We are pleased that the City of Milwaukee is minimizing salt use this year both for the sake of the environment and to save money! You may have noticed that salting has been reduced on residential streets, and that salt is being mixed with sand on main streets to reduce salt usage, which is estimated at 1,200 tons per snow event. According to this Smithsonian article, more than 22 million tons of salt are scattered on the roads of the U.S. annually—about 137 pounds of salt for every American. Past reports have shown that Milwaukee County uses 8 times more salt on average than the rest of the State.

All that salt has to go somewhere. After it dissolves, it infiltrates our ground water or gets carried away via runoff and deposited into our streams, lakes and rivers. Chloride is toxic to aquatic life and impacts vegetation and wildlife. We find that many of our smaller creeks regularly exceed what are considered “safe” levels of chloride for fish. There is no natural process by which chloride ions are broken down or removed from the environment. Read more about how we became addicted to salt and the hidden costs of here.

Although safety is of utmost importance to all of us, here are a few tips for reducing or eliminating the use of deicers at your home:

  • Shovel first! Clear snow as quick as possible before it turns to ice.

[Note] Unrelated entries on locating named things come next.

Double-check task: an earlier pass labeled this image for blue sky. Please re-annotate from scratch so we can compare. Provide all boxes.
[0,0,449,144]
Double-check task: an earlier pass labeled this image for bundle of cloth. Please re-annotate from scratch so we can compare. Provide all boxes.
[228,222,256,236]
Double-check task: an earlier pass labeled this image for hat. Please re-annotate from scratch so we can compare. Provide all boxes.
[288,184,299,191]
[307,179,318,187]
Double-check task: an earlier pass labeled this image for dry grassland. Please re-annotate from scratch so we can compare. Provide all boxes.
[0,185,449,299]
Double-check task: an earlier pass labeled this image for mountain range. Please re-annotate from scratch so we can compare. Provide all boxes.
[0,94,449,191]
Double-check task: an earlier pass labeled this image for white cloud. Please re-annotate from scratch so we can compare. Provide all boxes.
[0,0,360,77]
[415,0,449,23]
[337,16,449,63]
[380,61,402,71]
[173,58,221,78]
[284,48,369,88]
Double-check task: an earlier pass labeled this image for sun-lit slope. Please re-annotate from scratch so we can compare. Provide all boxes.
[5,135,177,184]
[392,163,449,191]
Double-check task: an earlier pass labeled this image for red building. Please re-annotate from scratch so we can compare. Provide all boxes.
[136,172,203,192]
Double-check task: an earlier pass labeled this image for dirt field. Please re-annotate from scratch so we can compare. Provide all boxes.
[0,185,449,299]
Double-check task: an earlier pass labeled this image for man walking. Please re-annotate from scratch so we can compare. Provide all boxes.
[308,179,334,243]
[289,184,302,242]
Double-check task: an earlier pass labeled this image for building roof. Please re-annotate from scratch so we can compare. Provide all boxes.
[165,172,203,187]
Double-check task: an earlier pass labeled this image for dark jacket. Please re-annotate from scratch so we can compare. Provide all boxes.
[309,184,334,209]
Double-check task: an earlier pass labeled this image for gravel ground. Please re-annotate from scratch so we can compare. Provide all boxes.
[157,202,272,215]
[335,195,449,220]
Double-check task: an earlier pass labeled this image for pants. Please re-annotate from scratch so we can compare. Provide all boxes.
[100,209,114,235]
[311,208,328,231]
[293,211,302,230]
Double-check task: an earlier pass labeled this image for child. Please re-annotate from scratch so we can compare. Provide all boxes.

  • Salt does not work if temperatures are below 15 degrees F. If you are applying it at lower temps, you are wasting your money. Calcium chloride works to temps below -20 degrees F,but is more expensive. Calcium magnesium acetate (or CMA) is more expensive yet, but much less toxic.
  • Only use deicers in critical areas and apply the least amount necessary to ensure safety.

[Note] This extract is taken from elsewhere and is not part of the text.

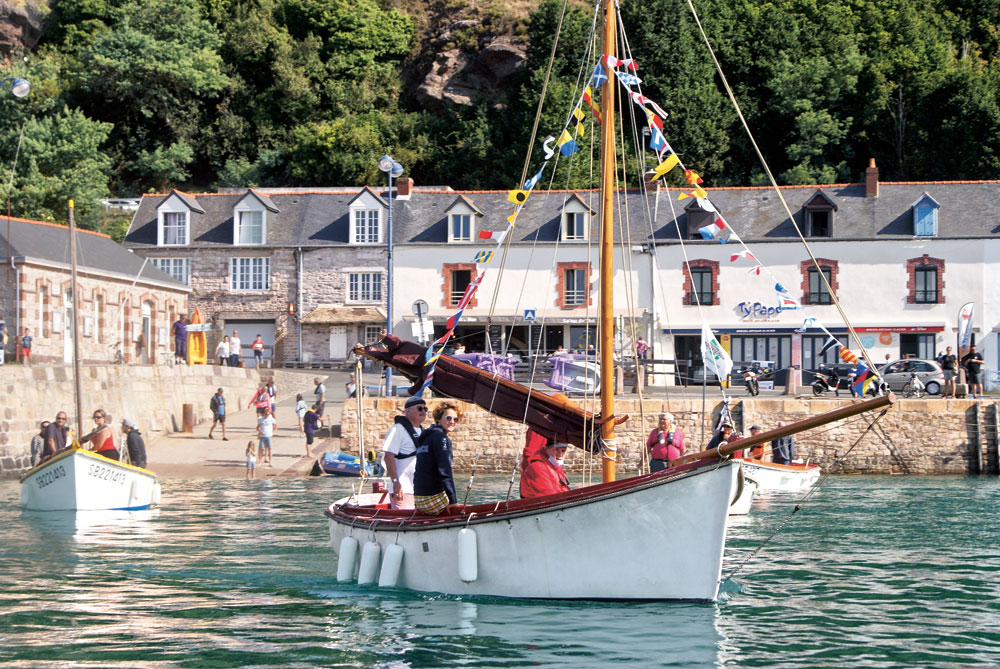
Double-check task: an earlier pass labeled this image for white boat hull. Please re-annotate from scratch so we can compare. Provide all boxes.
[327,462,739,601]
[21,449,160,511]
[743,460,820,490]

  • After application of a deicer, sweep any unused material and store for later use.
  • Store deicing materials in a dry, covered area to prevent runoff.
  • Add sand to reduce salt use and create a mix with instant traction (use sparingly to avoid clogging storm drains). Bird seed, ash, and other products can also be used to add traction in a more environmentally friendly way.
  • If your source of drinking water is from your own private well, avoid applying salt near the wellhead.